New gene-centric modeling approaches are beginning to incorporate genetic information into biogeochemical models, but even these models suffer from a lack of relevant ecophysiological knowledge with which to qualify and quantify the link between relevant processes and biological information carriers. My current research program focuses heavily on creating this knowledge using process rate measurements to acquire ecophysiological data in conjunction with molecular microbial studies that together can link the presence, abundance, and organization of specific biological molecules (DNA, RNA, protein) directly to rates of geochemical transformations. Such models help to reconstruct biogeochemical cycling in the past as constrained through the application of paleoproxies to the geologic record. This 'ground truthing', through application to past environments, gives confidence in predictions for future scenarios.
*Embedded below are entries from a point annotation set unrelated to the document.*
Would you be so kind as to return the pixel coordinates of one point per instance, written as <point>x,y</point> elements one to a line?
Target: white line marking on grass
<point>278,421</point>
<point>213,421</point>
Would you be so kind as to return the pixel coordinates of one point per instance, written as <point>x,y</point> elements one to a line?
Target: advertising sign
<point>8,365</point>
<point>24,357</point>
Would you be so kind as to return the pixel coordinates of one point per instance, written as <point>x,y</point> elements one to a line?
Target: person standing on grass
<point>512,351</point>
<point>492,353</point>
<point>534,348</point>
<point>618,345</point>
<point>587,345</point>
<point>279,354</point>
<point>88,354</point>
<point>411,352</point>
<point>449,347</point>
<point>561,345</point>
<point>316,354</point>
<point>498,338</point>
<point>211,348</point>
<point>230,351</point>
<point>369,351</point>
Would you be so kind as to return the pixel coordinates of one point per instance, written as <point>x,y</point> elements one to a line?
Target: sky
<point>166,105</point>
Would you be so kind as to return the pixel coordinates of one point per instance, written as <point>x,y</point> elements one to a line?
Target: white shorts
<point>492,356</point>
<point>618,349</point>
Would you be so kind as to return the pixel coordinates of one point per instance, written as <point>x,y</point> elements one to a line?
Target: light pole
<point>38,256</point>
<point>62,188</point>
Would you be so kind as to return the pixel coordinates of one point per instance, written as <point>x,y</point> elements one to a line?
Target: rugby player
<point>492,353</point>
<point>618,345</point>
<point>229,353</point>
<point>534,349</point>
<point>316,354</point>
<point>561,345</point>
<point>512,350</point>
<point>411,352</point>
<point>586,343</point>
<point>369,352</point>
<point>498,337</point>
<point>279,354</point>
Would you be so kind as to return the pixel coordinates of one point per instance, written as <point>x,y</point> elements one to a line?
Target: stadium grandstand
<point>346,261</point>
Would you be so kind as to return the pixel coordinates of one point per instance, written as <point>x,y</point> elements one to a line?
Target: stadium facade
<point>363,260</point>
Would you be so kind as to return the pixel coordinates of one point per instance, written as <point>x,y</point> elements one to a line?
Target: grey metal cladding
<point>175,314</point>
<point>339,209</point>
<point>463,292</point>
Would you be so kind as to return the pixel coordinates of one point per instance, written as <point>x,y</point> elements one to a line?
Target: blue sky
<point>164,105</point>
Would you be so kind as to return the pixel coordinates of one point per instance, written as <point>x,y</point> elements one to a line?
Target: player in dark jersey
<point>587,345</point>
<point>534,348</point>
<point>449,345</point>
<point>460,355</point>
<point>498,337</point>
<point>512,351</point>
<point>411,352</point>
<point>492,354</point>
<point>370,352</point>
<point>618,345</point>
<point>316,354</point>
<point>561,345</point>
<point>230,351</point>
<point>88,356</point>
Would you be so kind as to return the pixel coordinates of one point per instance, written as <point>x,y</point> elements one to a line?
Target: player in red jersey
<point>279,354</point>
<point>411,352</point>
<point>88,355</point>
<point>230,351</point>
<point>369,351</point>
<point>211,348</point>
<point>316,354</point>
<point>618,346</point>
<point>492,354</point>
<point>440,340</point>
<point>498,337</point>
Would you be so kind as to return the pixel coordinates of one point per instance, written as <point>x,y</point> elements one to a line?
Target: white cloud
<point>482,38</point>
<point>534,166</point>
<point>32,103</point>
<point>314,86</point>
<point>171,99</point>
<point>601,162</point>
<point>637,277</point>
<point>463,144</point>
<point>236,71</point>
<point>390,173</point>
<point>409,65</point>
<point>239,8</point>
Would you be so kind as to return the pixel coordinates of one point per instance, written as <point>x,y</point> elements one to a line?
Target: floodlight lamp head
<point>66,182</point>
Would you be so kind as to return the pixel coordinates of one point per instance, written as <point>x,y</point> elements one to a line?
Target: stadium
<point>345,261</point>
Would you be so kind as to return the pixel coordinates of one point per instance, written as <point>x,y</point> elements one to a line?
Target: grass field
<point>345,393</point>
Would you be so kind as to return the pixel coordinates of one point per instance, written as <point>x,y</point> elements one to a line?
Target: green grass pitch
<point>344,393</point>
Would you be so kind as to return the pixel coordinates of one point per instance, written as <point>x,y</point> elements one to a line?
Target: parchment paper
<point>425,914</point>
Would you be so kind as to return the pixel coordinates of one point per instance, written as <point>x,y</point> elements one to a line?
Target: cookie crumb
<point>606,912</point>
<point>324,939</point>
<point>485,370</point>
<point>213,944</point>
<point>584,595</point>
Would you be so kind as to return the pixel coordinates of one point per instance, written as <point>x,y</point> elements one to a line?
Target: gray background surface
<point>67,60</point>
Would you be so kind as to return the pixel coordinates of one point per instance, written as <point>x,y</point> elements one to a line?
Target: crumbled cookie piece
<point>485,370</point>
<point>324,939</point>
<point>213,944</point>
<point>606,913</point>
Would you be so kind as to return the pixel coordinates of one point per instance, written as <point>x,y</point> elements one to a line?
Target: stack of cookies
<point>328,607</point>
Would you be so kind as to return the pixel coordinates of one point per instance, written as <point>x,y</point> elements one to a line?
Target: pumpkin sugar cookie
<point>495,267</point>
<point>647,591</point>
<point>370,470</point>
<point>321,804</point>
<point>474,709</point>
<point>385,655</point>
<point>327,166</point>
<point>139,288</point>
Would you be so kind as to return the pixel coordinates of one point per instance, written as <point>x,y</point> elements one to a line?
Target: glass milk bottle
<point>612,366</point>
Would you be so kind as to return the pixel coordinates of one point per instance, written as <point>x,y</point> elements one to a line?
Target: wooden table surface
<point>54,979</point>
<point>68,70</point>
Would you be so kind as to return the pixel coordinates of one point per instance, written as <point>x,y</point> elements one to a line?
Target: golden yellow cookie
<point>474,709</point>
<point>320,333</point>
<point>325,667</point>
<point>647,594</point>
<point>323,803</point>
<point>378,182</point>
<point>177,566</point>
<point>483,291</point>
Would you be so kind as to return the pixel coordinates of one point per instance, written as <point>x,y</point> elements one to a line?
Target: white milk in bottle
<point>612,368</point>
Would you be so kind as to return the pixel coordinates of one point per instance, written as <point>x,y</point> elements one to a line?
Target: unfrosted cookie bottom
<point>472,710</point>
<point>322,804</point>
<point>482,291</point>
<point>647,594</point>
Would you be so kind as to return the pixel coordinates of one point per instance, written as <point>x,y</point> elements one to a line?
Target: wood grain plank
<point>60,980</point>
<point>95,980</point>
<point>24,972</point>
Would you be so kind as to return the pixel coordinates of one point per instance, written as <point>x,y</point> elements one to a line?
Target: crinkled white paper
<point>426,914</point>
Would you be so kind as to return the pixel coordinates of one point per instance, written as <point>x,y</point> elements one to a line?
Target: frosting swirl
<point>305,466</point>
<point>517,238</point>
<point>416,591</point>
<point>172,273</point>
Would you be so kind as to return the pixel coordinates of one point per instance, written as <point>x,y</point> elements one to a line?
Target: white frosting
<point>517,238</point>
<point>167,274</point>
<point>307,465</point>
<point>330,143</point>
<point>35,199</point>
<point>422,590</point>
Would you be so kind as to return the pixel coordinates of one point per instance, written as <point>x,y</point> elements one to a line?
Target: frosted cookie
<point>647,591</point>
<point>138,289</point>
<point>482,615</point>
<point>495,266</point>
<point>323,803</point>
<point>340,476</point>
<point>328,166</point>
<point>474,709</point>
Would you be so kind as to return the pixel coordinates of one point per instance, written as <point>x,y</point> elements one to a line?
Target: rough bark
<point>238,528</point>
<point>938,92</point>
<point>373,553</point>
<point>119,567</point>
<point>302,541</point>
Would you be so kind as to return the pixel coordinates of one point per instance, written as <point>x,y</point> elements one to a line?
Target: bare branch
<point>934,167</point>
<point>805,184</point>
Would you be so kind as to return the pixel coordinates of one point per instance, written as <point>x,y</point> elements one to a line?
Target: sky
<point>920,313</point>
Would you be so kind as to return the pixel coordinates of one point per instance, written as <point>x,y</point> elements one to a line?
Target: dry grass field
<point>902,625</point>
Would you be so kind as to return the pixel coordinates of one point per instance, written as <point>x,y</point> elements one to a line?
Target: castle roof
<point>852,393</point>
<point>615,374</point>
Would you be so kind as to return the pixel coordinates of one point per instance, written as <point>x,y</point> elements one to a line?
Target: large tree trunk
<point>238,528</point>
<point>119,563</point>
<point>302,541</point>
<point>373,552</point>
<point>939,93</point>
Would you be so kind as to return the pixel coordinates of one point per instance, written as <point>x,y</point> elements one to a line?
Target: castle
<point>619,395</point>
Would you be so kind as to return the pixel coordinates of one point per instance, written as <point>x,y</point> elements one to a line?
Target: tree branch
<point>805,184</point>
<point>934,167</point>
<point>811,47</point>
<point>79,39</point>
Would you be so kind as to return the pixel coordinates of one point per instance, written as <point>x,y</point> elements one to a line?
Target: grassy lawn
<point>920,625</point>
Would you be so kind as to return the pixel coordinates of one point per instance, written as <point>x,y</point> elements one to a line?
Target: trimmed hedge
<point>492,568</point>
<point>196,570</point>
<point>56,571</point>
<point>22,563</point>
Current research in my group focuses in particular on the biogeochemical cycling of nitrogen, iron, sulfur, phosphorus, and carbon in modern and past environments. We are working to fill gaps in our knowledge of these cycles by constraining the ecophysiology of anaerobic iron and sulfur oxidizing microorganisms, which are linked to the nitrogen cycle through their role in nitrate reduction. Likewise, we are working to delineate the role of dissimilatory nitrate reduction to ammonium as a 'short-circuit' that retains fixed nitrogen in anaerobic ecosystems and facilitates nitrogen recycling. Phosphorus is another nutrient of current interest and we are studying both phosphorus availability in lateritic soils and the flexibility of biology in its phosphorus requirements for growth. We are also working on enhancing the use of redox sensitive trace metals and their isotopes as paleoproxies, linking sedimentary signals to contemporary biogeochemical cycling. A diversity of other projects are ongoing in the group ranging from engineered solutions to contaminant management, microbial biomineralization, bacterial colonization of implant and prosthetic surfaces, microbiology of the deep subsurface, microbial roles in unconventional energy resources, and quaternary climate in the Indo-Pacific region.